Reconnaît l'importance des bibliothèques pour l'accès à la connaissance et invite la Commission à évaluer l'adoption d'une exception permettant aux bibliothèques publiques et de recherche de prêter légalement au public des oeuvres dans des formats numériques pour un usage personnel, pour une durée limitée à travers Internet ou le réseau des bibliothèques, de sorte que leur devoir de diffusion des connaissances d'intérêt public puisse être rempli de manière efficace et pertinente, recommande que les auteurs soient rémunérés équitablement pour les prêts numériques, dans des conditions similaire au prêt de livres physiques, selon les restrictions territoriales nationales. (proposition 54 pour une résolution du Parlement)

 

 

Les différents établissements nationaux marchent sur des œufs, et le savent bien : ils s'empressent de préciser que leur demande ne vise pas à « limiter les possibilités des créateurs, éditeurs ou d'autres intermédiaires de gagner leur vie avec leur créativité.
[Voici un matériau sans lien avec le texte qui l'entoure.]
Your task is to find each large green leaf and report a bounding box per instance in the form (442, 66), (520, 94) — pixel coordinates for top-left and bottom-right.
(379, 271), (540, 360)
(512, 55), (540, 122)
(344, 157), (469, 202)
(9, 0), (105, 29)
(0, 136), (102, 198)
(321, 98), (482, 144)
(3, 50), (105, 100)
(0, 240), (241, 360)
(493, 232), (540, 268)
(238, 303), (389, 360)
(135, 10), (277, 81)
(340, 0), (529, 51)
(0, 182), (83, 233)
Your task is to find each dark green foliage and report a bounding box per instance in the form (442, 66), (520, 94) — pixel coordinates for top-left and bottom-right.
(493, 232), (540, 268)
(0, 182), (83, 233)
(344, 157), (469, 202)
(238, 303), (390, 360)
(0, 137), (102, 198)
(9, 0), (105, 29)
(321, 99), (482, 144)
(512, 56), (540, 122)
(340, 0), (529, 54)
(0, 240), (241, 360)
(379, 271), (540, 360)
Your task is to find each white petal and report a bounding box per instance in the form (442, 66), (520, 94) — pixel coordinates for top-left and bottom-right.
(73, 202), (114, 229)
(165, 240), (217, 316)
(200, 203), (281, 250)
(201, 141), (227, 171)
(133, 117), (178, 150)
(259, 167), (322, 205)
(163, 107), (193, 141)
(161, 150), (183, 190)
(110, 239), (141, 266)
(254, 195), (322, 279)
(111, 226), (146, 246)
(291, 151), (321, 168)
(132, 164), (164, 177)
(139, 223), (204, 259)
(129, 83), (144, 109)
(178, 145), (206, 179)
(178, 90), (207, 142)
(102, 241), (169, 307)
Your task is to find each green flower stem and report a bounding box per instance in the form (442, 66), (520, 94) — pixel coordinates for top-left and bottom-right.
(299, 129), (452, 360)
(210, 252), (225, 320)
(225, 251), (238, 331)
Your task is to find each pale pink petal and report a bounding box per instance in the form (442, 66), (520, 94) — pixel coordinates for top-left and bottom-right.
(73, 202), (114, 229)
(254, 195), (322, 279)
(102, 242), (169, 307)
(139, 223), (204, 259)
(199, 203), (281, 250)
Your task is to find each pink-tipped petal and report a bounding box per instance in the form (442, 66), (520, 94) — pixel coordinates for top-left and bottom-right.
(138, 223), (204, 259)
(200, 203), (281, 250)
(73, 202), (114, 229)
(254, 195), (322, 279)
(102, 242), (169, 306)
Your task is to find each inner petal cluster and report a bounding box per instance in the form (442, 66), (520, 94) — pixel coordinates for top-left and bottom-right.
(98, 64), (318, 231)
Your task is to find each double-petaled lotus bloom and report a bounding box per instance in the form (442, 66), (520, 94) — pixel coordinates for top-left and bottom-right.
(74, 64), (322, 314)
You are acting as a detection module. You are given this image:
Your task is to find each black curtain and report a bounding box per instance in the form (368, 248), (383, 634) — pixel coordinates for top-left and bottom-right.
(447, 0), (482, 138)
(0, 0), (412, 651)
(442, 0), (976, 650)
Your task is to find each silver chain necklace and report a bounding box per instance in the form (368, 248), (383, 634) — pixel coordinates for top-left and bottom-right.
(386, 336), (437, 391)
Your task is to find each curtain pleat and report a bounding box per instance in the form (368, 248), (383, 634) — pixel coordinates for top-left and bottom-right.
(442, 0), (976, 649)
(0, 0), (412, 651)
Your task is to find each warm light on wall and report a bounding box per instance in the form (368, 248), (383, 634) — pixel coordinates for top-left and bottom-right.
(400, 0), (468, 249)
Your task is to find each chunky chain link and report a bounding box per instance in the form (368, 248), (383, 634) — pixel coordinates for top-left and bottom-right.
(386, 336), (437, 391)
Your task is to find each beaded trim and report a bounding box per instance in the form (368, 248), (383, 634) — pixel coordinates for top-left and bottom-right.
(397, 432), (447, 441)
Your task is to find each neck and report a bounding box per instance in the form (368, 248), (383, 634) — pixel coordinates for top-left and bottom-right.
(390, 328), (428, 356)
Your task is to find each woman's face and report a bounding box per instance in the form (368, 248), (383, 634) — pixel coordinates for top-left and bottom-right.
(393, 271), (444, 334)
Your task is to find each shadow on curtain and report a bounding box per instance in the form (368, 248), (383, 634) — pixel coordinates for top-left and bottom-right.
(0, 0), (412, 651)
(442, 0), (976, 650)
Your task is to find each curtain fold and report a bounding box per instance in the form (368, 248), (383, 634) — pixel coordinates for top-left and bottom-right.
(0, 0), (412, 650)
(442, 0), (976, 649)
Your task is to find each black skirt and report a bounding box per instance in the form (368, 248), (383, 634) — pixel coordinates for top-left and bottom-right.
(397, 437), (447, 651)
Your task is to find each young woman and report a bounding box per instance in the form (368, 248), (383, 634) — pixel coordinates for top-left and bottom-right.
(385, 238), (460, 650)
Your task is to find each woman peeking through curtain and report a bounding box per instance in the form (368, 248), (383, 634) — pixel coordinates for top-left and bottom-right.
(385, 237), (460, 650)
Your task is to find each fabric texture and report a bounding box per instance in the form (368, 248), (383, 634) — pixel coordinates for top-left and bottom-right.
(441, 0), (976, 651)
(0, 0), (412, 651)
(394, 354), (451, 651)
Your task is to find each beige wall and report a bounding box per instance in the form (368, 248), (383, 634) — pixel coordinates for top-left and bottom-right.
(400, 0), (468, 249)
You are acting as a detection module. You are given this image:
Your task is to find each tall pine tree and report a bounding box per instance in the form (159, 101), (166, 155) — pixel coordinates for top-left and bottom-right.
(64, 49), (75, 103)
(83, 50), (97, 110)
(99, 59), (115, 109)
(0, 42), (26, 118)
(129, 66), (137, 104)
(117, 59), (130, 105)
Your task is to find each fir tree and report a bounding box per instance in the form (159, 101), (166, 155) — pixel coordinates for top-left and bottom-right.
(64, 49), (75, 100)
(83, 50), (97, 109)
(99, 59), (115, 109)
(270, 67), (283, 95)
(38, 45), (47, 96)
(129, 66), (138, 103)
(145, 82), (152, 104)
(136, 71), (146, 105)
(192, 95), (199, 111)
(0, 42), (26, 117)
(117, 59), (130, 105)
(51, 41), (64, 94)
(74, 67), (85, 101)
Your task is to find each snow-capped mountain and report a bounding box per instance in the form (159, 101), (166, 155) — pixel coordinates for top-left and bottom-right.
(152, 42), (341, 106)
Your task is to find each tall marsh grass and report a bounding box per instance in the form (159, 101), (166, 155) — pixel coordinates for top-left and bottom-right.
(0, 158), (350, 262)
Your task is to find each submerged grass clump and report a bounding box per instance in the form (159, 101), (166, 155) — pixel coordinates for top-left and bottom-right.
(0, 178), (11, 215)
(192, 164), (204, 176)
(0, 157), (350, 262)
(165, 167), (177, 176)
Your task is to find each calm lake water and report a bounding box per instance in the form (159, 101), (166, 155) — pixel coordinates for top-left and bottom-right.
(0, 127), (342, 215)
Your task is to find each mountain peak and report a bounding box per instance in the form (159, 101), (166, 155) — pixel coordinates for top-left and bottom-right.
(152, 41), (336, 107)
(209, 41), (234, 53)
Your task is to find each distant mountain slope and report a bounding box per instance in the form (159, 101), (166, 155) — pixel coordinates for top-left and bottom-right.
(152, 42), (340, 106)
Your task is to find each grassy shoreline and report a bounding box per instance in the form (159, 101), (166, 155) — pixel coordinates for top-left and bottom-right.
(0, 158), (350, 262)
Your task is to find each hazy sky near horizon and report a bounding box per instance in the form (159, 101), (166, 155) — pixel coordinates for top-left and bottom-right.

Nous voulons juste pouvoir proposer un accès en ligne aux œuvres de nos collections qui ne sont plus exploitées par leurs créateurs ou leurs ayants droit ». 

 

Autrement dit, la numérisation et la mise à disposition, à but non commercial, sans l'autorisation préalable des ayants droit, seraient demandées par les établissements de prêt. Améliorer l'accès permet, entre autres, d'encourager la création nouvelle, affirme le courrier.

 

Notons l'absence de signature française, probablement parce que la loi du 1er mars 2012 a déjà encadré ce principe. La France dispose en effet d'une solution permettant la numérisation des oeuvres, qui inclut l'accord a priori des auteurs, en vue de leur réédition et commercialisation numérique. Or, la BnF est opératrice de cette législation, puisqu'elle publie chaque année le registre ReLIRE, Registre des livres indisponibles en réédition électronique, en accord avec les ayants droit et sociétés d'auteurs. On trouve dans cette liste les oeuvres qui sont promises à la numérisation, et pour lesquelles les auteurs peuvent alors faire opposition, à condition de savoir que le procédé existe.

 

Les exceptions sont actuellement au coeur des discussions, en témoigne le récent courrier des auteurs européens, très hostiles à de nouveaux élargissements ou créations d'exceptions. La pétition de rigueur est à cette adresse, et le courrier, en anglais, est disponible ci-dessous.

 

MàJ 29/10, 12:03 : Interrogée, la Bibliothèque nationale de France explique l'absence de signature par le respect de la position du ministère de la Culture français, opposé à toute nouvelle exception.